The lure: At each stage of the process, God turns to creation itself and issues an invitation, a lure, saying: “Let there be…” Here God is inviting creation to be a co-partner in the process of creating – summoning, inviting the sun, stars, and planetary objects into becoming. Creation, then, is the process of God luring emergent being into order, abundance, diversity and goodness.
Understanding creation: two options
Individual scientists have strong preferences, but science as a whole does not definitely weigh in on this issue.
The eternal inflation theory asserts that our space-time bubble is located in a cosmic “sea” – sometimes called the superuniverse, the multiverse, or the meta-universe. Within the eternal inflation, only quantum rules govern, although on rare occasions due to long-shot quantum odds, exceptional space-time bubbles emerge into being. Within each bubble there is a coherent space-time, and we live in one such bubble….
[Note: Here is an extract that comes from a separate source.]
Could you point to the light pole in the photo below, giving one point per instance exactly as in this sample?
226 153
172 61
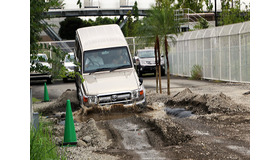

The big bang theory starts with the instant in which space-time exploded into existence. The Big Bang itself is held to be inexplicable; the regularities of physics fail as we move back in time to the singular moment itself.
These theories may be disturbing to people who have read the Bible exclusively through dominant theological lenses, but Jewish traditional voices provide the resources to accommodate both.
Process Theology saves us from having to weigh in beyond what we can know.
God may be the One who creates everything out of nothing, or God may be the One who creates order out of eternity and infinity. We can indulge in a little bipolarity here, rather than asserting a false certainty. Instead of creating a false dichotomy between the two plausibilities, we can embrace both understandings as useful metaphors to orient and motivate ourselves within the cosmos.